OCTAVO DÍA | Por Julián LÓPEZ AMOZURRUTIA |

Un sorbo más de vino azul…

La «Doña» suena siempre puntualmente, a las nueve de la mañana. Haciendo una pequeña pausa después de que sus hermanas menores han ido preparando el momento, un solo toque de la campana «Doña María», potente, franco, añejo, marca el inicio de la oración matutina. El Zócalo lo reconoce, con una reverberación familiar. Ha acompañado los momentos de pujanza y creatividad, así como los de turbulencia y desconcierto. Ha sobrevivido a incendios, saqueos y conflictos. La plegaria de la Iglesia persevera.

En el coro de la Catedral -porque ante todo es Casa de Oración-, los salmos se siguen con cadencias seculares, alabando a Dios por su grandeza, pidiéndole perdón por nuestras negligencias, suplicándole sea propicio ante las necesidades de los hombres. Implícitamente están ahí las voces de todos, justos y pecadores, pobres y ricos, sabios e ignorantes, prudentes y necios. Desde el corazón del Anáhuac se participa en la Liturgia de las horas que el globo terráqueo celebra en sus giros. Con frecuencia lo pienso: es un honor estar ahí, prestando una débil voz al ritmo de los tiempos.

El milagro de los dos órganos aporta su propia majestad. Hay quien ha dicho que sólo los timbres tubulares son capaces de orar. Hace unos meses confirmé esta certeza, al menos por un momento, cuando celebrando el aniversario de la restauración de ambos instrumentos, se estrenó en ellos una Missa pro pauperibus, como homenaje al Pontífice reinante. No era una Eucaristía, pero en el Sanctus se escuchó a los ángeles. Una acústica barroca era capaz de gemidos cromáticos posmodernos. Sí hay cosas nuevas -bellas- bajo el sol. Pero lo más nuevo sabe recoger los andares de la tradición humana, dándole un brillo actual a su obra. En eso consiste el genio.

El templo está dedicado a la Asunción de María. Por ello, su fiesta es el 15 de agosto. En sus más diversos rincones -en la fachada, en la sacristía, en el coro, en el altar mayor, en las capillas-, el tema del dogma se repite con diversos acentos e intensidades. Es curioso que, como definición dogmática, haya tenido lugar apenas a mediados del siglo XX. Esta, como muchas otras catedrales e iglesias, profesaron en piedra su fe antes de que se garantizara como doctrina infalible.

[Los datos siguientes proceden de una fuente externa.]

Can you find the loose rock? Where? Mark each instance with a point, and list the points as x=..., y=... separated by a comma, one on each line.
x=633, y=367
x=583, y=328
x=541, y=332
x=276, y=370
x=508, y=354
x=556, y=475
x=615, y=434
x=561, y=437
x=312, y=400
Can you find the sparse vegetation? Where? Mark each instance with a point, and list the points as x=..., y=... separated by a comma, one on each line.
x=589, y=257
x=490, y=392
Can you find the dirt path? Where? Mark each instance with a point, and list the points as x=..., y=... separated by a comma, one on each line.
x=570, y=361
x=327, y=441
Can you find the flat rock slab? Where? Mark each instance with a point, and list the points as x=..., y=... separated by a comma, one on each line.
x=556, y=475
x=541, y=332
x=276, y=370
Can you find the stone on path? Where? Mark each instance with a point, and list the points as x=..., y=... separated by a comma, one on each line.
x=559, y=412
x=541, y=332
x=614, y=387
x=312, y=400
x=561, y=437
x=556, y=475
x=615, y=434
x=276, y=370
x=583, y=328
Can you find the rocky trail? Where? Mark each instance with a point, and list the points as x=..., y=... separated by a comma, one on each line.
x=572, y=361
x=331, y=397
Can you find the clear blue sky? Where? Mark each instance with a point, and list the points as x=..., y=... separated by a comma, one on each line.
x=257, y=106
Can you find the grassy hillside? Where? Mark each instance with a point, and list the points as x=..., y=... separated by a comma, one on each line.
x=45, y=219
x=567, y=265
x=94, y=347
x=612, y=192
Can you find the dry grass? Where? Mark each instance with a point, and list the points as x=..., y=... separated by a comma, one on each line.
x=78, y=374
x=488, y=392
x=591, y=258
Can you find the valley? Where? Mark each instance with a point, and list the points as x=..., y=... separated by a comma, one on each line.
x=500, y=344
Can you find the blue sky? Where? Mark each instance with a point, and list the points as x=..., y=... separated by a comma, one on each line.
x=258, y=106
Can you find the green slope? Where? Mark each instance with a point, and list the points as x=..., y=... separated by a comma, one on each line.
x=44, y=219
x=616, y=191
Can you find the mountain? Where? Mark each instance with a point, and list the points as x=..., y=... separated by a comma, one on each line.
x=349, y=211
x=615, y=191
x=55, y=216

Es la continuidad que sigue uniendo lo antiguo con lo nuevo, hilvanando la historia común.

A pesar de sus dimensiones y la incansable variedad de sus estilos, la Catedral Metropolitana de México integra en un todo orgánico la experiencia de quien ora en ella. Aun cuando las cuitas de los seres humanos entren por sus puertas y se instalen desarticuladas en ella, un espíritu travieso -como el de la infinidad de seres celestiales representados ahí- funde en la comunión las tensiones y las búsquedas, las lágrimas y los deseos, las necesidades y los recuerdos.

Pero la integración es, en realidad, más intensa. Atraviesa el tiempo y avizora un futuro. El pasado sigue siendo pasado, con sus heridas y glorias. El presente se colorea de prisa, con las vítreas pinceladas sobrevivientes de Goeritz -a mí en lo personal sí me gustan, y no son en ese espacio lo único que ha sobrevivido-. El drama de mi país, con sus fantásticas pretensiones, su ingenio imbatible y sus irremediables contrastes, tiene ahí una casa abierta, de todos y de nadie. Hay fantasmas en ella que duermen, ignotos, con miradas pretéritas, mientras los apresurados turistas intentan absorber de golpe una impresión compleja. Sólo poco a poco, a sorbos, se puede entender su sabor. De estabilidad y caducidad, de eternidad e historia, de muchedumbre y soledad.

También esto es vanidad de vanidades y soplar de vientos. También aquí un día no quedará piedra sobre piedra. Pero también aquí descenderá la nueva Jerusalén. Así lo profetizan sus orgullosos triunfos. Mientras tanto, lo más duradero es lo que más pronto parece disolverse. La oración de un templo que cree en la asunción de María a los cielos. Que cree en un triunfo ulterior, después de las crucifixiones. Y que con intimidad lo canta, ante pocos testigos. Pocos, privilegiados.

“Mi casa está hecha de tiempo
y de tierra seca;
pero tiene un traspatio
de eternidad” (A. Castro Pallares, Breviario de instantes).

 

Artículo publicado el 14 de agosto de 2015 en el blog Octavo Día, de eluniversal.com.mx. Reproducido con permiso del autor.